I agree with Ken Stevens: so far he has been remarkably sure-footed and is clearly working to a well-thought out plan of 'death by a thousand cuts' for the Union, which I call "salami-slicing" on my blog.

Apart from the odd minor blip his troops seem to be well-disciplined, as you might imagine with a party tasting power for the first time. How long that will last, especially if a referendum comes sooner rather than later and is badly lost by the SNP, we shall see.

He is also in the 'smiling assassin' class of politicians: he always manages to look cheerful and personable even when he is trashing the opposition. I have a feeling, though, that he is not a man to cross.

The Tories in Scotland have become used to opposition, but Labour is almost comatose after the humiliation of loss of power. GB's Crony replacement will have a major job if she is to reinvigorate them but at the moment they resemble the proverbial decapitated chickens, save that they are not even running about much.

Jay

Back to Louise's article - excellent precis of the nightmare that everyday life in England has become for many people. We want to see more Tory shadow cabinet members much more often in the press, on TV, on the radio, everywhere, arguing these points and highlighting that Conservatives DO have answers to these problems. Where are you lot?

Just as long as it's not Redwood. Please don't argue for more airports and roads. Not good timing, or indeed a good idea.

Scotty

"He is also in the 'smiling assassin' class of politicians: he always manages to look cheerful and personable even when he is trashing the opposition. I have a feeling, though, that he is not a man to cross."

You are right, in fact he is not that popular in his own party which might surprise you.

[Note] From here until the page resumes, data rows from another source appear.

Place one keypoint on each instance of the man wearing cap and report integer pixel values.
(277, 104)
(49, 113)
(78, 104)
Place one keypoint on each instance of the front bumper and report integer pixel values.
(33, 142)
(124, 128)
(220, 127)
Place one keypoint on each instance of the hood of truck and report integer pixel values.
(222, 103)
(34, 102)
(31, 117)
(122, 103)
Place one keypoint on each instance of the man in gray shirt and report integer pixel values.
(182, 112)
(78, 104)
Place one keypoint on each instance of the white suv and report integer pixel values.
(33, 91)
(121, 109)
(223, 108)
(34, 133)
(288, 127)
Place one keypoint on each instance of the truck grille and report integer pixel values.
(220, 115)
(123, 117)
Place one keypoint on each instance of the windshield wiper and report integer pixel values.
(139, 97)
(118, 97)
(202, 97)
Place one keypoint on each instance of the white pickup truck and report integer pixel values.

But like Labour back in the early 90's his party were savvy enough to recognise their chance and the leader that would deliver it, all they needed to do was become very focused, motivated and disciplined. Make no bones about it, the SNP's present success should be shared equally with the leadership and a very effective grass roots organisation.

David Sergeant

"I agree with your analysis on every single issue. I have just one problem. How does a man with this level of incompetence lead us in the polls?"

I would sggest it started going wrong over grammar schools. Voters arn't keen on them but the childish hysteria demonstrated by senior Tories suggested to voters this lot would have trouble running anything. The, substantially dishonest, anti Cameron hysteria in the supposedly Tory Telegraph would confirm that view to readers who were once Tory voters but had lost their enthusiasm. Then Swire demonstrated how silly and disconected from reality senior Tories are. This would have particularly reflected on Eton educated Cameron. (Remember the opinion poll which showed Brown miles ahead over peoples concerns?) IDS came out with support for marriage and with the subsequent enthusiasm people saw it as a swing to the right as a result of grammar schools, and now we have Redwood.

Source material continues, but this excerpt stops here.